1) Prayer: We have a small team going out to Piney to minister via praise & worship.  Please lift up Tony & Lisa, Darian & Brenda, as they go to serve on Sunday.  As well, please say a prayer for the team serving on Sunday.  Just because you're not on the stage, doesn't mean you can't be apart of team this week.  Let's pray for:
- The team: Greg, Michelle, Andrew, Nyk, Owen, Cassie, Tim, Ezra
- Practice: That it may go smoothly, Holy Spirit anointed, creative...
- Congregation:  That they'd be ready to receive and participate.  That the Lord would stir worship in their hearts and that they'd be encouraged and changed for His glory!

2) Team Night #1: This Sunday is our first team night.  As mentioned in previous communications, this will be an intimate worship night, of which, includes the prayer team joining us!  If you haven't responded as to your availability, whether it's a decline or accept, please do so at your earliest convenience.  This will help me in preparation for the evening.  Thank you!

Devotional...

Blind, But Now I See
by Karen Morerod, Kansas City, Kansas

To this they [the Pharisees] replied, "You were steeped in sin at birth; how dare you lecture us!" And they threw him out. Jesus heard that they had thrown him out, and when he found him, he said, "Do you believe in the Son of Man?" ...Then the man said, "Lord, I believe," and he worshiped him.  (John 9:34-35, 38) 

This unnamed, thrown-out-of-the-church man has become one of my favorite guys in the New Testament. All he did was happen to be born blind, be in the right place at the right time on the Sabbath, and Jesus spat on the ground, made some mud and healed his blindness. The man didn't even ask to be healed.

But, boy, did this start controversy with the neighbors and religious leaders. They fired questions: Weren't you the one who used to sit and beg? Who did this? How can you say this man is from God? Don't you know we are Moses' disciples? Doesn't this so called prophet know what day this is? Where are your parents, son?

The healed blind man couldn't even celebrate his new-found sight. Everyone was pointing fingers, wagging their tongues and trying to deny what just happened. At the very least they suggested that the "miracle" wasn't on the up and up. But I love the man's response in the midst of the clamor. He said, "Whether He [Jesus] is a sinner, I do not know; one thing I do know, that though I was blind, now I see." Three cheers for a simple faith!

Verse 35 says "...when Jesus found him..." I wonder if the man ran off just to get away from the naysayers. But leave it to Jesus to find him, just like he finds us anywhere, anytime. And as Jesus confirmed He was the Son of God, the man fell down and worshiped him. What an appropriate response when we come face to face with the Savior of the world.

Christianity has had theological debates since Jesus came on the scene. And the rhetoric continues today. I'm guessing the arguments will continue until Jesus comes back and sets the record straight... for all of us!
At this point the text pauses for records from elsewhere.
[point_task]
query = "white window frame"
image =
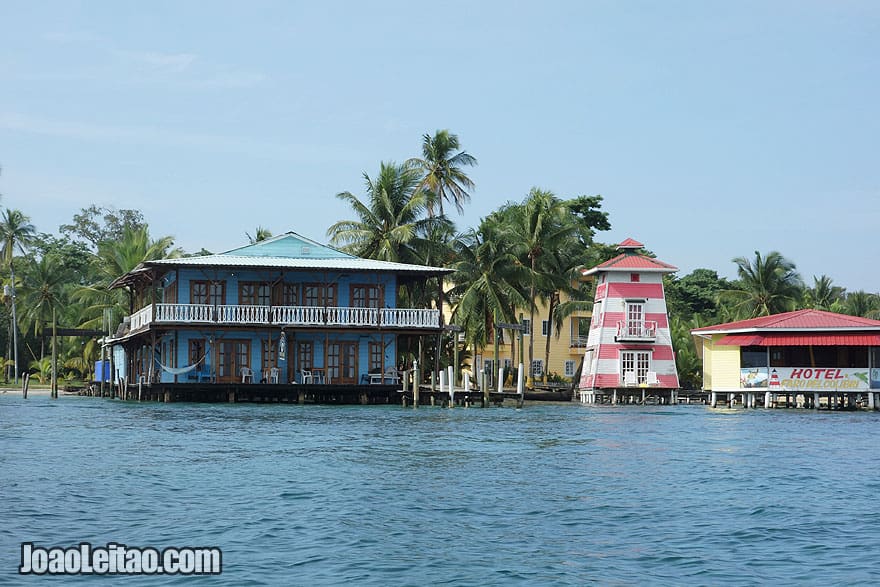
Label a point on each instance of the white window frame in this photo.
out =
(635, 317)
(537, 369)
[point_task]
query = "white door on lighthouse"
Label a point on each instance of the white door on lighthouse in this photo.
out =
(638, 362)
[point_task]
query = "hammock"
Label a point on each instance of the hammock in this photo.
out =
(181, 370)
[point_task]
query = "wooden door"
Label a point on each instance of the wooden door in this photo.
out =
(342, 362)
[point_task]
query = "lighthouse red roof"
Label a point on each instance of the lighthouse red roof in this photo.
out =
(629, 260)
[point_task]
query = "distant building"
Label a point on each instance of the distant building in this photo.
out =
(810, 353)
(629, 344)
(283, 310)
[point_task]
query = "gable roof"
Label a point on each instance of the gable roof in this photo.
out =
(799, 320)
(285, 251)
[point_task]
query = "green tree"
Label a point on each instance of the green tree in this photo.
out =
(391, 223)
(260, 234)
(767, 285)
(442, 174)
(97, 224)
(113, 260)
(861, 303)
(44, 286)
(824, 294)
(539, 226)
(485, 281)
(16, 234)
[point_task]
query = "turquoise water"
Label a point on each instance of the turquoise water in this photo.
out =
(554, 494)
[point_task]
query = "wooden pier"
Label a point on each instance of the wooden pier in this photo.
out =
(833, 400)
(298, 394)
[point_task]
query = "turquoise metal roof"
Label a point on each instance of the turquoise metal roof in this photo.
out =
(289, 245)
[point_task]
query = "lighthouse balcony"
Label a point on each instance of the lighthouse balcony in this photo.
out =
(629, 331)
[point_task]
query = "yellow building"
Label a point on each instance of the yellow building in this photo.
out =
(566, 350)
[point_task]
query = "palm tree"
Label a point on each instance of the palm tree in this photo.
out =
(391, 224)
(767, 285)
(823, 294)
(540, 225)
(441, 169)
(861, 303)
(43, 290)
(16, 233)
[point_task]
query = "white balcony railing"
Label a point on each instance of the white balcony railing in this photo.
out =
(141, 318)
(632, 330)
(288, 316)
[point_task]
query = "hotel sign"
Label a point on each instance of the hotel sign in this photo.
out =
(809, 379)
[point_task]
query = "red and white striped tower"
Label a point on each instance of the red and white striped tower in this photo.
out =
(629, 344)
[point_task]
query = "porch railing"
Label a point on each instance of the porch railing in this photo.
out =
(341, 316)
(632, 330)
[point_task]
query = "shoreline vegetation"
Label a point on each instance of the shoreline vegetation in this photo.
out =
(522, 257)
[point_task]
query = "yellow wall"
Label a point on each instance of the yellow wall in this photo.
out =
(721, 366)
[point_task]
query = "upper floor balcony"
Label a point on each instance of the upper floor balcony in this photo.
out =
(293, 316)
(636, 331)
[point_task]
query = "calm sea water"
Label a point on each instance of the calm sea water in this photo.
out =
(554, 494)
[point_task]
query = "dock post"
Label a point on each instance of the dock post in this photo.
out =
(520, 386)
(450, 380)
(416, 384)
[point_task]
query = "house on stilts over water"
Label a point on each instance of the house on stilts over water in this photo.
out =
(286, 312)
(629, 356)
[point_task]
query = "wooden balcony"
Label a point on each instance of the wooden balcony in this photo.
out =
(294, 316)
(631, 331)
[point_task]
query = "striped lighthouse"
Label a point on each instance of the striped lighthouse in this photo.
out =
(629, 348)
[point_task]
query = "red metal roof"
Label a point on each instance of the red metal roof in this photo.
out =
(799, 319)
(630, 260)
(630, 243)
(800, 339)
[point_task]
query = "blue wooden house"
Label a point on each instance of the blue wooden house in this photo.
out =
(285, 310)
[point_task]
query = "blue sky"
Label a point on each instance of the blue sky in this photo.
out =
(712, 129)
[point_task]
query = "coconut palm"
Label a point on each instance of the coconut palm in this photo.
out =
(485, 282)
(391, 225)
(767, 285)
(823, 294)
(43, 291)
(861, 303)
(540, 225)
(16, 233)
(441, 167)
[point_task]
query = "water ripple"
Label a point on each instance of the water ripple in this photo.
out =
(550, 495)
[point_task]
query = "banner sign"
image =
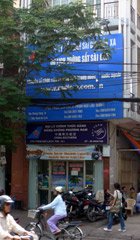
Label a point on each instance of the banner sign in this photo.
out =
(68, 133)
(96, 77)
(35, 151)
(85, 111)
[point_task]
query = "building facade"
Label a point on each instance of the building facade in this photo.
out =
(71, 164)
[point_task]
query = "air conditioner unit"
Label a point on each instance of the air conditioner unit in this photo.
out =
(106, 151)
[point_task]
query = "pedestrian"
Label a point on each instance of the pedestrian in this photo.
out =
(59, 207)
(116, 207)
(8, 225)
(132, 193)
(124, 192)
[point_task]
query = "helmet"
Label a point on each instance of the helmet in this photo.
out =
(59, 189)
(5, 199)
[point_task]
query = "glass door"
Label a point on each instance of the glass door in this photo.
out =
(75, 175)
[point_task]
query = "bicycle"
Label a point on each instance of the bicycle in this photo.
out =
(69, 231)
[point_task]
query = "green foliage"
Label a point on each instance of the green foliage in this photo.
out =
(46, 29)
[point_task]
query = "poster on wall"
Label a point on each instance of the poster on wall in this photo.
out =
(58, 174)
(68, 133)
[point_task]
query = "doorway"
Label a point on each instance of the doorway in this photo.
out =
(71, 175)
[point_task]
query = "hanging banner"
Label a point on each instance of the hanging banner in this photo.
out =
(68, 133)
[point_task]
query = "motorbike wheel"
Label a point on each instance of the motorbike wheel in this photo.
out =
(91, 215)
(74, 233)
(34, 227)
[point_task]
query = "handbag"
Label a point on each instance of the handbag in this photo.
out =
(117, 205)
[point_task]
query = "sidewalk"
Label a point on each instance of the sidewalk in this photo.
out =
(95, 230)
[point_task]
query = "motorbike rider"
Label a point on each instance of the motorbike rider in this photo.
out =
(8, 225)
(59, 207)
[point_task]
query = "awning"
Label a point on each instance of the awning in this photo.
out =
(135, 143)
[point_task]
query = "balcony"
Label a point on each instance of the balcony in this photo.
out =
(138, 21)
(132, 10)
(111, 10)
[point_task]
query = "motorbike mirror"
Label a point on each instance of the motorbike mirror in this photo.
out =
(89, 194)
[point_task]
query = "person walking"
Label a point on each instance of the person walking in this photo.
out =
(59, 207)
(8, 225)
(116, 207)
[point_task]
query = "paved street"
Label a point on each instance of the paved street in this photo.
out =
(95, 230)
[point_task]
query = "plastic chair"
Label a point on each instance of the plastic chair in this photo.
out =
(130, 205)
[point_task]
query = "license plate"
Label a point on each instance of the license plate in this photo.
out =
(107, 207)
(86, 207)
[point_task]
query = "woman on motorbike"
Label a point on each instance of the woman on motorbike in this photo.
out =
(8, 225)
(59, 207)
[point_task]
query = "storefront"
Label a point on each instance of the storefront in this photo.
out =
(70, 167)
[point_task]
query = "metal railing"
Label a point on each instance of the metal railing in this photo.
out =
(111, 10)
(138, 21)
(132, 10)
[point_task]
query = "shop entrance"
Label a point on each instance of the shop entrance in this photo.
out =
(69, 174)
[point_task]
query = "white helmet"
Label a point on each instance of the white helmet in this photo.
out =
(5, 199)
(59, 189)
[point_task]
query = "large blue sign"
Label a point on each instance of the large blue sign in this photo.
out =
(68, 133)
(96, 77)
(86, 111)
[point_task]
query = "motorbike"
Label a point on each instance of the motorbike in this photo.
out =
(77, 203)
(98, 210)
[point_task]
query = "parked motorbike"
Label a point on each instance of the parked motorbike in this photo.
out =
(98, 210)
(77, 202)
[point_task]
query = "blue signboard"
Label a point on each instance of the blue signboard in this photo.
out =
(85, 111)
(96, 77)
(68, 133)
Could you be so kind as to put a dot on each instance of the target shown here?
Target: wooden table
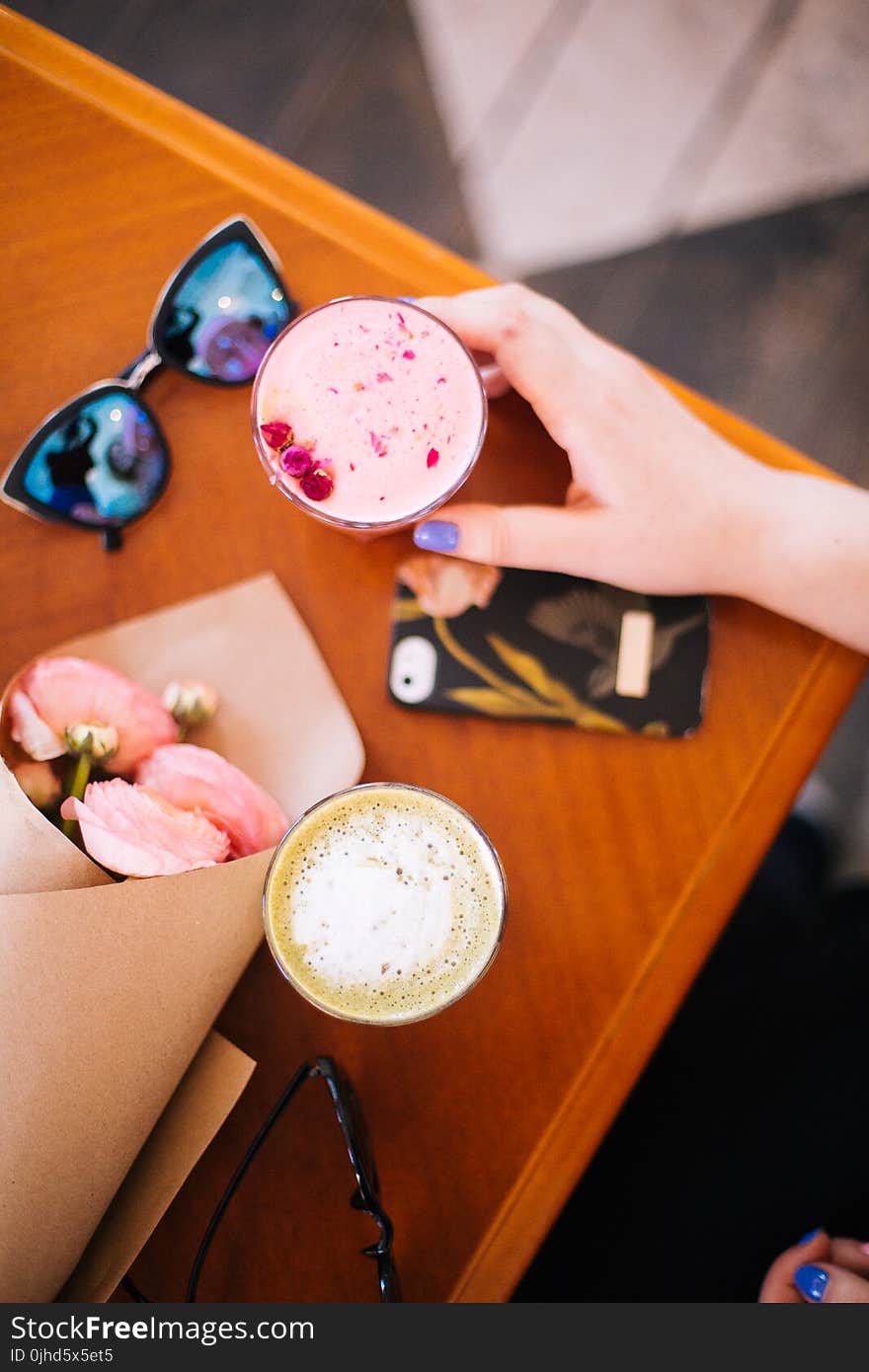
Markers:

Often we face a worship service with diverse theological ideas sitting in the pews. And while most in our churches aren't debating about who Jesus is or what He came to do, sides are taken for any number of debatable issues. And sometimes those issues pull and tear at our unity in the Body of Christ.

What if we got in agreement with our blind man? It would go something like this: No matter if I'm pre-trib, post-trib, election, freewill, reformed or charismatic, the one thing I know for sure: I once was blind and now I see!  That might be worship in its purest form.

Can we do this in our music ministry? Could we actually put aside our own personal interpretational preferences-and even stylistic preferences -- and just worship the Creator of the world, the one who sent His only Son, Jesus, to die for us?

Maybe our blind friend gave us the proper perspective to do this. He admitted his own weakness. He was blind. Hopeless. But Jesus passed his way, touched him and now he could see. His life was forever changed.

All of us are hopeless from birth. Sin is our weakness. But Jesus comes into our life, touches our heart, our spiritual eyes are opened and our life is changed forever.

There will always be preferential differences in the Body of Christ. As long as our churches are filled with mere humans we'll have disagreements. But, how glorious our worship could be if those of us in the worship ministry led the way in unity. We can do that, at least in part, by remembering the foundation on which we build: We all were blind, but now we see!

GOING DEEPER:
1. Jesus prayed for His followers to be united "so that the world may believe that you have sent me." (John 17:21)  How could us setting aside our differences help cause that prayer to become a reality?
2. How could it affect your congregation if the people involved in worship ministry were clearly united?